La madre de uno dejó de salir a la calle salvo para visitar a su hijo. Lo habían mandado tan lejos que cada viaje para verle y hablar con él se convirtió en un suplicio, no solo para ella; también para toda la familia. Era una crueldad tener a su hijo tan lejos. Sabía que no habría gobierno capaz de acercarlo a su casa. Su hijo había dado lo mejor que tenía para defender la libertad de su pueblo. Y ahora, ella, no podía disfrutar de su compañía.
«Una noche, cuando iba con otros guardias, siguiendo la pista de unos etarras, los ametrallaron al salir de una curva pronunciada de la autopista»
Cuando se lo devolvieron, cosido a balazos, pudo enterrarlo muy cerca de la casa que tenían en el pueblo, en la provincia de Cáceres. Los apenas 100 metros que separaban a su casa -a la que habían vuelto después del asesinato de su hijo- del cementerio local le parecían miles de kilómetros cuando volvía de depositar unas flores en la tumba de su hijo que, sin haber hecho caso a su padre, se enroló en la Guardia Civil.
Una noche, cuando iba con otros guardias, siguiendo la pista de unos etarras, los ametrallaron al salir de una curva pronunciada de la autopista. Su hijo murió en el acto. El asesino fue juzgado, sentenciado y obligado a cumplir la pena de privación de libertad en el penal del Puerto de Santa María.
La madre de uno y otro se quejaban y maldecían las distintas circunstancias en las que vivían las dos familias: la del asesino y la del asesinado.
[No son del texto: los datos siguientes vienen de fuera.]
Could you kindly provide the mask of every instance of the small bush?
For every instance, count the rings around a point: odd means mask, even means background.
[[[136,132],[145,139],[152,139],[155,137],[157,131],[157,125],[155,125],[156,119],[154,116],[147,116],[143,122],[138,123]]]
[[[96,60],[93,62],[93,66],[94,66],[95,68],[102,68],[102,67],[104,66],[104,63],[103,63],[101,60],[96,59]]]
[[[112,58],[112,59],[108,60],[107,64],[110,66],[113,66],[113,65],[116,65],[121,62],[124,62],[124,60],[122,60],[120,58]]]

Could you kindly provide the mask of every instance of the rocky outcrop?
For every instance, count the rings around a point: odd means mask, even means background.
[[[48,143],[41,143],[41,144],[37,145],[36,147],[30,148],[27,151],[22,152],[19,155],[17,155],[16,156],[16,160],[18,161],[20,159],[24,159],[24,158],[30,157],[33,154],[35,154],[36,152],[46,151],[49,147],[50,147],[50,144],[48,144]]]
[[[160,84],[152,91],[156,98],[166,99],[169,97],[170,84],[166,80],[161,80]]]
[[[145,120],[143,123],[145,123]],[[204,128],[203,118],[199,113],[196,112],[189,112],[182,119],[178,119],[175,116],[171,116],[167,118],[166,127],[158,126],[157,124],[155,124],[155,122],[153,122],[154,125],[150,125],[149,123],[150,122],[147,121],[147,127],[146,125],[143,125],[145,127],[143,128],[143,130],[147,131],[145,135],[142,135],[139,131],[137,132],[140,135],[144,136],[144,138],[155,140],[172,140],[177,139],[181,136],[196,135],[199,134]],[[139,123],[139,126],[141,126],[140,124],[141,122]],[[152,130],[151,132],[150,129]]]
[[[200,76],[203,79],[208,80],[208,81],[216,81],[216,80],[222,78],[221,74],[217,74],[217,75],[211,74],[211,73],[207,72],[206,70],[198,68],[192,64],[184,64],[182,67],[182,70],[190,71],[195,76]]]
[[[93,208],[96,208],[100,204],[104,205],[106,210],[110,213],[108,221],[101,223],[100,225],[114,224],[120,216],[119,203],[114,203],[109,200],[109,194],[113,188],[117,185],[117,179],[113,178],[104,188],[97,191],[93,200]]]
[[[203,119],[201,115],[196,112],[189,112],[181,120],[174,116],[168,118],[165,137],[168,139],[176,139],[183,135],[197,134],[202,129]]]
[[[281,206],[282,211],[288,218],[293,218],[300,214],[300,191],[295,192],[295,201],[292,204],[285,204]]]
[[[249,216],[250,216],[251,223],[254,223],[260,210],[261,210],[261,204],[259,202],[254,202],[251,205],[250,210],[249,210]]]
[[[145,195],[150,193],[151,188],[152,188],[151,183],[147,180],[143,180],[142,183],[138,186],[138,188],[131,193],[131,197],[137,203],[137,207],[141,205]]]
La madre del Guardia Civil acababa de oír por un telediario que el etarra que mató a su hijo ya salió del penal de El Puerto para pasar las Navidades en una prisión vasca.
La madre del asesino ya no tendrá que recorrer tantos kilómetros para ver y hablar con su hijo; seguramente, más pronto que tarde, su hijo volverá a casa gracias a la bondad del sistema penitenciario vasco con los condenados etarras. Ella, la madre del asesinado, sin embargo, tendrá que seguir recorriendo la distancia insoportable que separa su casa del panteón de su hijo. A veces, las distancias cortas son las más largas y penosas.